Toutefois, le choix du récit ne signifie pas un abandon de la poésie chez Amadou Elimane Kane. Même s’il investit ce genre et d’autres encore, la poésie est au centre de sa création littéraire car, il se définit avant tout comme viscéralement poète. Ainsi, plus d’une décennie, après la publication de son quatrième recueil, il renoue avec la poésie en publiant Parfum de Tamariniers. Il reprend ainsi son souffle poétique et exprime à nouveau son dévouement « à l’expérience de la création et de la transmission. »
Amadou Elimane Kane puise ici aussi dans la symbolique de l’arbre (le tamarinier, arbre séculaire et témoin d’une histoire millénaire, comme le baobab, le palmier, le flamboyant) et dans le chant initiatique africain. Cette puissance du symbole fait ressortir l’identité d’exilé de l’écrivain dont la position éclaire le lecteur sur ses sentiments lorsqu’il se souvient de sa terre natale (son œuvre s’enracine ainsi dans l’enfance initiatique).

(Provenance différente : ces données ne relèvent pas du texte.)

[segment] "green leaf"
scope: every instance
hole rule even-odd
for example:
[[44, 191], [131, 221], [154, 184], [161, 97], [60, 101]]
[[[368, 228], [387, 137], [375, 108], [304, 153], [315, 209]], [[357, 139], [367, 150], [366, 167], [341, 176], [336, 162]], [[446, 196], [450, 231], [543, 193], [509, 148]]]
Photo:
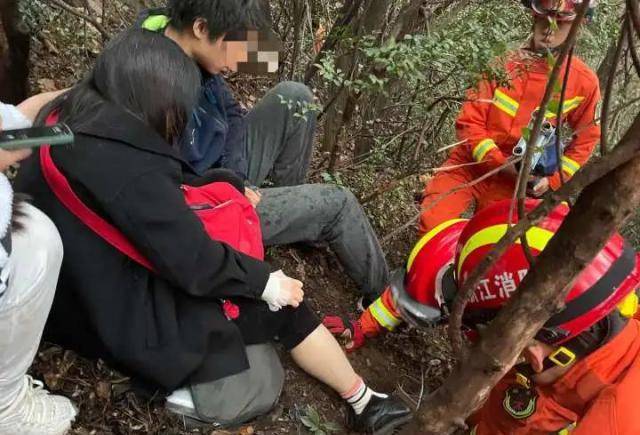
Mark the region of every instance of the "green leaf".
[[334, 181], [334, 180], [333, 180], [333, 175], [331, 175], [331, 174], [330, 174], [330, 173], [328, 173], [328, 172], [323, 172], [322, 174], [320, 174], [320, 176], [322, 177], [322, 180], [323, 180], [325, 183], [333, 183], [333, 181]]
[[302, 424], [308, 427], [309, 430], [311, 430], [312, 432], [315, 432], [316, 430], [318, 430], [318, 426], [313, 421], [311, 421], [311, 419], [309, 419], [309, 417], [307, 416], [304, 416], [304, 415], [301, 416], [300, 422], [302, 422]]
[[556, 57], [551, 50], [547, 50], [547, 65], [549, 65], [549, 69], [553, 69], [553, 67], [556, 66]]
[[311, 419], [311, 421], [315, 422], [317, 426], [320, 425], [320, 413], [312, 406], [307, 406], [307, 417]]
[[529, 141], [529, 139], [531, 139], [531, 129], [529, 127], [524, 127], [522, 129], [522, 137], [524, 138], [524, 140], [526, 140], [527, 142]]
[[329, 421], [324, 425], [324, 430], [327, 432], [338, 432], [340, 429], [340, 426], [334, 421]]

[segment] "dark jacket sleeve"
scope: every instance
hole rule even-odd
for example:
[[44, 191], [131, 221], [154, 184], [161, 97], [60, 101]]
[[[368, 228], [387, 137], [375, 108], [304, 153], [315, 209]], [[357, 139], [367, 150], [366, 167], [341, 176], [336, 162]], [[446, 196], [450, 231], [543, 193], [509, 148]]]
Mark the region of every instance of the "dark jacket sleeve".
[[227, 133], [224, 151], [222, 154], [221, 166], [231, 169], [243, 179], [247, 178], [248, 164], [245, 149], [245, 111], [242, 109], [238, 101], [233, 96], [231, 89], [227, 86], [224, 79], [220, 76], [216, 79], [218, 86], [218, 95], [222, 100], [225, 113], [227, 115], [227, 123], [229, 131]]
[[178, 186], [177, 173], [147, 172], [112, 200], [110, 218], [161, 277], [186, 293], [259, 299], [268, 264], [211, 240]]

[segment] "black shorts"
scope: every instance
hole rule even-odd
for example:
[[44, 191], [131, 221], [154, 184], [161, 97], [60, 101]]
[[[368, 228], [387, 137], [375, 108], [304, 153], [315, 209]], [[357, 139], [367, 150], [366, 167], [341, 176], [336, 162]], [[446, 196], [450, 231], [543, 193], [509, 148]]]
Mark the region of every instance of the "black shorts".
[[271, 311], [266, 302], [235, 299], [240, 316], [234, 320], [245, 345], [262, 344], [276, 338], [287, 350], [299, 345], [320, 325], [320, 319], [304, 302], [298, 308]]

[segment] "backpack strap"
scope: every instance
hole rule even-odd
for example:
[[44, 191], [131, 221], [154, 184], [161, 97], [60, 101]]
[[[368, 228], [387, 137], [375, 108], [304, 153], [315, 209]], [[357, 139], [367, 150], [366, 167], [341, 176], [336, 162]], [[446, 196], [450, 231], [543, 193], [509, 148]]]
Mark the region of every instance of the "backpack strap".
[[[55, 124], [57, 118], [57, 114], [49, 115], [47, 125]], [[138, 251], [120, 230], [87, 207], [76, 195], [67, 178], [53, 162], [51, 158], [51, 147], [49, 145], [40, 147], [40, 167], [49, 188], [67, 210], [122, 254], [131, 258], [141, 266], [149, 270], [154, 270], [149, 260]]]

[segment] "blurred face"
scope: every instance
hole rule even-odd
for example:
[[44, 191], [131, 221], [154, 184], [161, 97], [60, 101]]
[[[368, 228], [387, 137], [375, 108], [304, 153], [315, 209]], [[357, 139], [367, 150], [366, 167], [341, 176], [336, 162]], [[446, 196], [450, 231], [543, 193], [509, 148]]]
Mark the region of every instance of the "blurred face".
[[265, 74], [278, 71], [280, 43], [258, 30], [225, 36], [227, 68], [234, 72]]
[[223, 41], [222, 50], [225, 69], [229, 71], [238, 72], [239, 64], [249, 61], [248, 41]]
[[535, 50], [558, 48], [567, 40], [571, 21], [556, 21], [547, 17], [535, 17], [533, 45]]
[[257, 30], [232, 32], [211, 40], [207, 22], [199, 18], [189, 31], [177, 32], [170, 27], [165, 34], [209, 74], [278, 71], [279, 41]]
[[[529, 346], [527, 346], [522, 354], [521, 358], [528, 363], [533, 371], [536, 373], [532, 376], [532, 380], [539, 385], [550, 385], [560, 379], [565, 373], [567, 373], [575, 361], [569, 364], [567, 367], [554, 366], [549, 370], [544, 370], [544, 359], [551, 355], [555, 349], [545, 343], [538, 340], [533, 340]], [[544, 371], [543, 371], [544, 370]]]

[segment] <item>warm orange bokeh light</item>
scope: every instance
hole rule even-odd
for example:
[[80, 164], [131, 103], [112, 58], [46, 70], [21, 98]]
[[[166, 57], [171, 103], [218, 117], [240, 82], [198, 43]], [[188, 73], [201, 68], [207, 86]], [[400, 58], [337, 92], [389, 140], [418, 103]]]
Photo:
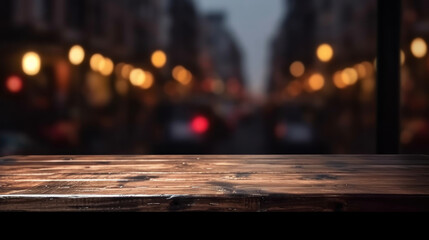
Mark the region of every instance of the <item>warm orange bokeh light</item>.
[[329, 62], [334, 57], [332, 46], [324, 43], [317, 48], [317, 57], [322, 62]]
[[362, 62], [361, 63], [365, 69], [366, 69], [366, 74], [367, 77], [372, 76], [374, 74], [374, 65], [371, 64], [370, 62], [366, 61], [366, 62]]
[[354, 66], [359, 78], [365, 78], [367, 76], [366, 68], [363, 64], [359, 63]]
[[313, 91], [319, 91], [325, 86], [325, 78], [318, 73], [313, 74], [308, 79], [308, 85]]
[[347, 84], [344, 82], [341, 71], [338, 71], [334, 74], [333, 81], [334, 85], [339, 89], [344, 89], [347, 87]]
[[134, 67], [130, 64], [125, 64], [121, 70], [121, 76], [124, 79], [129, 79], [131, 71], [133, 71]]
[[80, 65], [85, 59], [85, 50], [80, 45], [75, 45], [70, 48], [69, 60], [73, 65]]
[[113, 73], [114, 68], [115, 65], [110, 58], [104, 58], [99, 64], [99, 71], [105, 77], [110, 76]]
[[411, 53], [416, 58], [423, 58], [427, 53], [427, 44], [423, 38], [416, 38], [411, 42]]
[[359, 75], [357, 73], [357, 71], [354, 68], [346, 68], [342, 71], [341, 73], [341, 77], [343, 79], [343, 82], [347, 85], [347, 86], [351, 86], [354, 85], [358, 79], [359, 79]]
[[156, 68], [162, 68], [167, 63], [167, 55], [161, 50], [157, 50], [152, 54], [152, 64]]
[[42, 60], [36, 52], [28, 52], [22, 58], [22, 70], [28, 76], [35, 76], [40, 72]]
[[173, 78], [182, 85], [189, 85], [192, 81], [192, 73], [183, 66], [177, 66], [172, 72]]
[[132, 85], [136, 87], [140, 87], [141, 85], [143, 85], [145, 80], [146, 80], [146, 74], [142, 69], [136, 68], [131, 71], [130, 82]]
[[91, 66], [92, 71], [98, 72], [99, 66], [102, 64], [103, 61], [104, 61], [103, 55], [99, 53], [92, 55], [91, 59], [89, 60], [89, 65]]
[[296, 78], [302, 77], [305, 73], [305, 66], [302, 62], [296, 61], [290, 65], [290, 74]]
[[401, 66], [404, 66], [405, 64], [405, 53], [401, 50]]
[[155, 82], [155, 78], [154, 78], [153, 74], [146, 71], [145, 72], [145, 80], [144, 80], [143, 84], [141, 85], [141, 88], [143, 88], [145, 90], [150, 89], [153, 86], [154, 82]]

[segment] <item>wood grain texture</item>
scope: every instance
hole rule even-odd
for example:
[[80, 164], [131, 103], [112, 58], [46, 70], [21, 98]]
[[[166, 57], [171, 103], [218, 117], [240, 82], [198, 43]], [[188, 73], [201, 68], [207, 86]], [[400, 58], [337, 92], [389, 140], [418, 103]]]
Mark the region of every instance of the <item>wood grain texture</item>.
[[429, 211], [429, 156], [9, 156], [0, 211]]

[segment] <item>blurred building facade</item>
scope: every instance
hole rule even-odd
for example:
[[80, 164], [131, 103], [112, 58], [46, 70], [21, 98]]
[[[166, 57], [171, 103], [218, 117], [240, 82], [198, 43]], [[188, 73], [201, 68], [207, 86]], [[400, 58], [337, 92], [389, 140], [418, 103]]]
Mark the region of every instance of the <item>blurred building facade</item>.
[[201, 30], [203, 47], [200, 55], [206, 91], [240, 96], [244, 88], [242, 53], [226, 25], [223, 12], [204, 16]]
[[[285, 17], [272, 40], [268, 91], [283, 89], [294, 80], [289, 67], [301, 61], [306, 69], [334, 70], [376, 56], [375, 0], [285, 0]], [[316, 57], [319, 44], [329, 43], [335, 57], [329, 66], [320, 66]]]
[[[165, 42], [165, 0], [6, 0], [7, 27], [124, 58]], [[9, 10], [7, 10], [9, 9]], [[146, 36], [146, 37], [144, 37]], [[150, 36], [150, 37], [149, 37]], [[163, 41], [161, 41], [163, 39]], [[34, 42], [34, 38], [29, 38]]]
[[[368, 139], [375, 137], [377, 1], [284, 2], [285, 17], [271, 46], [271, 103], [275, 108], [295, 103], [312, 109], [303, 118], [317, 129], [320, 146], [330, 143], [322, 152], [375, 152]], [[322, 44], [333, 51], [327, 62], [318, 58]], [[293, 74], [297, 62], [298, 76]], [[344, 83], [350, 80], [345, 79], [348, 71], [356, 75], [350, 85]], [[329, 130], [334, 126], [337, 131]]]
[[401, 51], [401, 146], [403, 153], [429, 153], [429, 58], [416, 57], [412, 42], [429, 41], [429, 2], [403, 0]]
[[171, 16], [169, 52], [172, 65], [182, 65], [191, 70], [197, 78], [201, 76], [198, 67], [198, 52], [201, 48], [200, 16], [192, 0], [170, 1]]
[[[244, 83], [241, 53], [233, 49], [238, 44], [229, 39], [234, 51], [216, 55], [220, 39], [205, 42], [209, 33], [204, 29], [212, 23], [192, 0], [5, 0], [0, 11], [0, 31], [6, 33], [0, 39], [0, 109], [8, 116], [1, 120], [0, 133], [27, 135], [39, 153], [150, 152], [156, 134], [153, 114], [169, 96], [168, 87], [189, 99], [204, 93], [208, 74], [200, 63], [203, 51], [210, 53], [210, 62], [233, 66], [216, 67], [225, 81], [236, 77], [240, 86]], [[78, 66], [68, 58], [76, 44], [85, 50]], [[167, 57], [161, 69], [152, 62], [156, 50]], [[22, 57], [29, 51], [41, 58], [36, 76], [22, 71]], [[94, 54], [112, 60], [111, 74], [94, 71]], [[151, 73], [153, 86], [133, 86], [121, 74], [125, 65]], [[189, 86], [173, 79], [178, 65], [192, 73]], [[23, 83], [19, 93], [6, 87], [11, 76]]]

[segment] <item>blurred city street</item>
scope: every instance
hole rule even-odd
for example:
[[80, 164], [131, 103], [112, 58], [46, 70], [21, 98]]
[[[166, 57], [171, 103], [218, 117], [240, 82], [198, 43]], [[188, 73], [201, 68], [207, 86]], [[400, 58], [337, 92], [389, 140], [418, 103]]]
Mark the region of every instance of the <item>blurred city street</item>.
[[[4, 0], [0, 156], [375, 153], [376, 0]], [[403, 0], [401, 153], [429, 152]]]
[[266, 141], [266, 129], [261, 109], [243, 120], [232, 136], [216, 146], [218, 154], [265, 154], [270, 152]]

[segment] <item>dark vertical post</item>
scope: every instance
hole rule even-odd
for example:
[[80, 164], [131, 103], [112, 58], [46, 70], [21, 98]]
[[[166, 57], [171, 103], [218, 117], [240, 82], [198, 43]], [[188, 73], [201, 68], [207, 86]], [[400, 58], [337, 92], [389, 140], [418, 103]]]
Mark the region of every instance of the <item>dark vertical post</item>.
[[397, 154], [401, 0], [378, 0], [377, 153]]

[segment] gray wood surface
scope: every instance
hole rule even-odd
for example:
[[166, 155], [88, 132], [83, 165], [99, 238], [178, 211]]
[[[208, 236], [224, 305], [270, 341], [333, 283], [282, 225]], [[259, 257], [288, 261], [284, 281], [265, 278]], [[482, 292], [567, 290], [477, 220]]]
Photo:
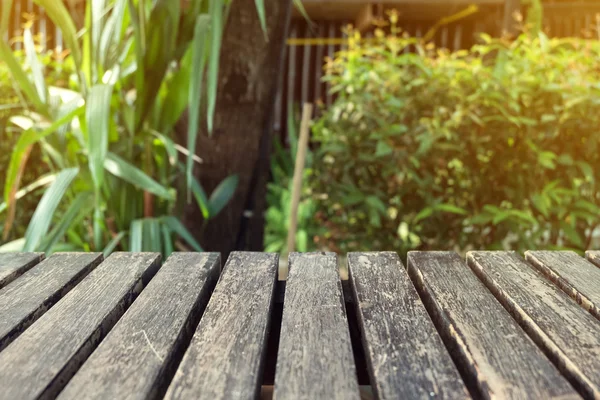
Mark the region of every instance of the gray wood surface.
[[0, 351], [101, 261], [100, 253], [57, 253], [0, 289]]
[[586, 251], [585, 256], [592, 264], [600, 267], [600, 250]]
[[526, 251], [525, 259], [600, 319], [600, 268], [572, 251]]
[[44, 253], [0, 253], [0, 289], [43, 258]]
[[275, 398], [359, 398], [334, 253], [291, 253], [289, 256]]
[[348, 268], [377, 398], [470, 398], [398, 255], [349, 253]]
[[277, 254], [233, 252], [167, 399], [254, 399], [260, 391]]
[[409, 252], [408, 271], [475, 397], [579, 398], [453, 252]]
[[218, 253], [173, 253], [59, 399], [153, 399], [167, 389], [219, 277]]
[[0, 399], [55, 397], [159, 265], [155, 253], [114, 253], [90, 272], [0, 352]]
[[471, 252], [467, 259], [573, 386], [600, 399], [600, 321], [514, 252]]

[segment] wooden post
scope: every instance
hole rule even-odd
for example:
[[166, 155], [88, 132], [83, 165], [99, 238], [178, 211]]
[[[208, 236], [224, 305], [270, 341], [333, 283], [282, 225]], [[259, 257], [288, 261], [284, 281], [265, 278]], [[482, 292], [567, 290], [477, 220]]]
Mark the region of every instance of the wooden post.
[[296, 165], [294, 166], [294, 179], [292, 182], [292, 205], [290, 206], [290, 226], [288, 230], [287, 252], [291, 253], [296, 244], [296, 228], [298, 226], [298, 205], [302, 195], [302, 174], [304, 171], [304, 160], [308, 148], [308, 137], [310, 132], [310, 119], [312, 117], [313, 105], [305, 103], [302, 108], [302, 124], [300, 125], [300, 137], [298, 138], [298, 149], [296, 150]]

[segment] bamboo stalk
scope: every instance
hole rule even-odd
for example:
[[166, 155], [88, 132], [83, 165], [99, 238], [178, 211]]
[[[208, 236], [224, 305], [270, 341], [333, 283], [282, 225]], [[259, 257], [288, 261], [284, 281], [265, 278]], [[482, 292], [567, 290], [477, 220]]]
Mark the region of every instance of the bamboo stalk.
[[305, 103], [302, 108], [302, 123], [300, 125], [300, 137], [298, 138], [298, 149], [296, 150], [296, 164], [294, 166], [294, 178], [292, 183], [292, 204], [290, 206], [290, 225], [288, 230], [287, 251], [291, 253], [296, 245], [296, 229], [298, 227], [298, 205], [302, 195], [302, 175], [308, 138], [310, 132], [310, 119], [312, 117], [313, 105]]

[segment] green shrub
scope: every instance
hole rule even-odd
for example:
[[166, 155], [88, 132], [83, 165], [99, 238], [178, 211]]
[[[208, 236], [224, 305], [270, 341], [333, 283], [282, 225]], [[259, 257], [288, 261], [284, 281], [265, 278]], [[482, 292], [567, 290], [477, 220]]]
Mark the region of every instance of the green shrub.
[[[600, 43], [350, 32], [312, 187], [335, 250], [572, 248], [600, 225]], [[415, 53], [405, 53], [410, 46]]]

Il bâtit une œuvre à la fois unique et plurielle, élabore son art poétique grâce à la parole, au « dire poétique », une démarche pour lui de revaloriser le patrimoine oral africain, un héritage de son éducation culturelle. Ses écrits s’inspirent de l’Afrique et, en tant qu’exilé et souffrant de la différence en terre française, Amadou Elimane Kane « transcende le verbe » pour affirmer son identité noire et proposer la réhabilitation du continent noir. Malgré sa douleur et sa « colère silex » liées au souvenir de l’esclavage et de la colonisation, il invite au dépassement et oriente sa poétique vers l’amour pour célébrer la beauté du continent noir, ses valeurs, sa créativité et sa cosmogonie.
Le nouvel exploit littéraire d’Amadou Elimane Kane met en scène « la genèse de sa création poétique », celle de réhabiliter le récit africain. Ainsi se dévoile plus largement son projet littéraire, qui consiste à consigner l’univers panafricain dans son œuvre et à amorcer tous les contours d’une Renaissance africaine ; l’objectif étant, pour lui, de produire un discours qui réhabilite une culture minée par plusieurs siècles de clichés, permettant ainsi à l’Africain de se reconnecter avec sa véritable Histoire. Cette volonté de réhabiliter l’Histoire africaine qu’il a amorcée depuis ses premières œuvres s’appuie non seulement sur un désir de liberté créatrice, mais surtout sur une poétique endogène. Grâce à son expérience de l’exil et à sa pratique de l’imaginaire de la renaissance africaine, il produit une œuvre unique et constante en créant un corpus poétique et un corpus romanesque, en mêlant les genres oraux et l’histoire dans ses fictions, etc. Il expérimente effectivement son idéal de renaissance et de réhabilitation de la culture africaine à travers ces différents genres.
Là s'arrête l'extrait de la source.